He sprang up suddenly and leaned against the mantelpiece, hands in pockets as usual; and in that position, looking down on his friend as he sat in his capacious chair, he outlined once again the happenings of that bygone Indian dawn.
He related the affair shortly--it was not a subject on which he cared to dwell; and the clergyman listened thoughtfully, his sunken eyes fixed on the pale face beneath the clustering black hair with an intentness of regard which would have disturbed anyone less engrossed than the narrator of the sad little story.
When he had finished Anstice moved abruptly.
"Well, that's the truth--and now you see that those statements made about me are the most insidious form of lying--with a good foundation of half-truths. That's what makes it so infernally hard to refute them."
"I see." Carey loaned forward thoughtfully, shielding his face from the flames with his thin hands. "It is a pitiful story, Anstice; and if you will allow me to say so I admire and respect a man who can live down the memory of a tragedy as you have done."
"I have lived it down--yes," said Anstice, rather grimly. "But it's been jolly hard at times not to throw up the sponge. Several people have suggested--discreetly--that suicide is quite justifiable in cases of this sort, but----"
"Suicide is never justifiable." The clergyman's delicate features stiffened. "From the days of Judas Iscariot--the most notorious suicide in the history of the world, I suppose--it has been the refuge of the coward, the ingrate, the weak-minded. People talk of the pluck required to enable a man to take his own life. What pluck is there in deliberately turning one's back on the problems one hasn't the courage, or the patience, to solve? Believe me, suicide--self-murder--is an unthinkable resource to a really brave man."
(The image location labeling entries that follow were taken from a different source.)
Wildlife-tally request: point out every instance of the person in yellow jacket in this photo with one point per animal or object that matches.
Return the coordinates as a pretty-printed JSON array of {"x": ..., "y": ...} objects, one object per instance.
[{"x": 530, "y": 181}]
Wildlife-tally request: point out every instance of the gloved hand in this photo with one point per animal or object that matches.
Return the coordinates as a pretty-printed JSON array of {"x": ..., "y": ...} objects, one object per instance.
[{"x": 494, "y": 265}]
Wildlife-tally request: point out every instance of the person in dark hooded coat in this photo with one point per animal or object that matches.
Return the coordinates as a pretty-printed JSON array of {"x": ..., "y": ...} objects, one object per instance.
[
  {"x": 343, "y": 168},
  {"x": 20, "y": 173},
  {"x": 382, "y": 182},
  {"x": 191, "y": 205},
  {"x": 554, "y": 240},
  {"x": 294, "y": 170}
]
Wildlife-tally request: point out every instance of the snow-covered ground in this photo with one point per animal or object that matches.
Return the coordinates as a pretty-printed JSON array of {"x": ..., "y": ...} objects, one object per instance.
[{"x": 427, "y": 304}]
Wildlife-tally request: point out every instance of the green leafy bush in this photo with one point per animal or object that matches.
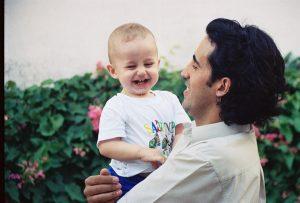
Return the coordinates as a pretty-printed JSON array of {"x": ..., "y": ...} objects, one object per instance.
[{"x": 51, "y": 132}]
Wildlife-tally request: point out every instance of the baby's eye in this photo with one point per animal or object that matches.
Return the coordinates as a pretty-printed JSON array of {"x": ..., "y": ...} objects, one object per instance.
[
  {"x": 195, "y": 67},
  {"x": 131, "y": 67},
  {"x": 148, "y": 64}
]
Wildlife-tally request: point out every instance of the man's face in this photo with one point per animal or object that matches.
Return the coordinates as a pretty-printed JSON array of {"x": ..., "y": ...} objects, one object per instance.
[
  {"x": 199, "y": 98},
  {"x": 136, "y": 65}
]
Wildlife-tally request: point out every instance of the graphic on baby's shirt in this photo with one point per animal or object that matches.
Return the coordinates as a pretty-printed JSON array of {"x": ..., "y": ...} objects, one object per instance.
[{"x": 163, "y": 135}]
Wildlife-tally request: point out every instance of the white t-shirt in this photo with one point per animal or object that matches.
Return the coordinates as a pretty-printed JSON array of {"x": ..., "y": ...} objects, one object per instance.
[{"x": 148, "y": 122}]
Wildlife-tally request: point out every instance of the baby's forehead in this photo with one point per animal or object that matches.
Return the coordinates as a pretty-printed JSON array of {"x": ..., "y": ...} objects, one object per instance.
[{"x": 147, "y": 42}]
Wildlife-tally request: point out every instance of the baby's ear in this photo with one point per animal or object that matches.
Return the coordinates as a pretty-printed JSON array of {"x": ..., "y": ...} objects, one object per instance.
[{"x": 112, "y": 71}]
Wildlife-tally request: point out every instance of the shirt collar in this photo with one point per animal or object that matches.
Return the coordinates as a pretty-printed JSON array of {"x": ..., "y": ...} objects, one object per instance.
[{"x": 214, "y": 130}]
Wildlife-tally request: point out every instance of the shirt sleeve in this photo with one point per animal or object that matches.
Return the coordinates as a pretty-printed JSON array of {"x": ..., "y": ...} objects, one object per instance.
[
  {"x": 183, "y": 178},
  {"x": 112, "y": 121},
  {"x": 180, "y": 114}
]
He stopped; but Anstice made no reply, though a rather cynical smile played about his lips; and presently Carey went on speaking.
"It always seems to me such sheer folly, such egregious lunacy, to precipitate one's self into the unknown, seeing that one can hardly expect the Giver of Life to welcome the soul He has not called. And I have often wondered what depths of misery, of shame, must overwhelm the uninvited soul in what someone has called 'the first five minutes after Death.'"
His voice sank to a whisper on the last words; and for a moment the room was very still. Then Carey leaned forward and laid one hand on the other's arm with a rather deprecating smile.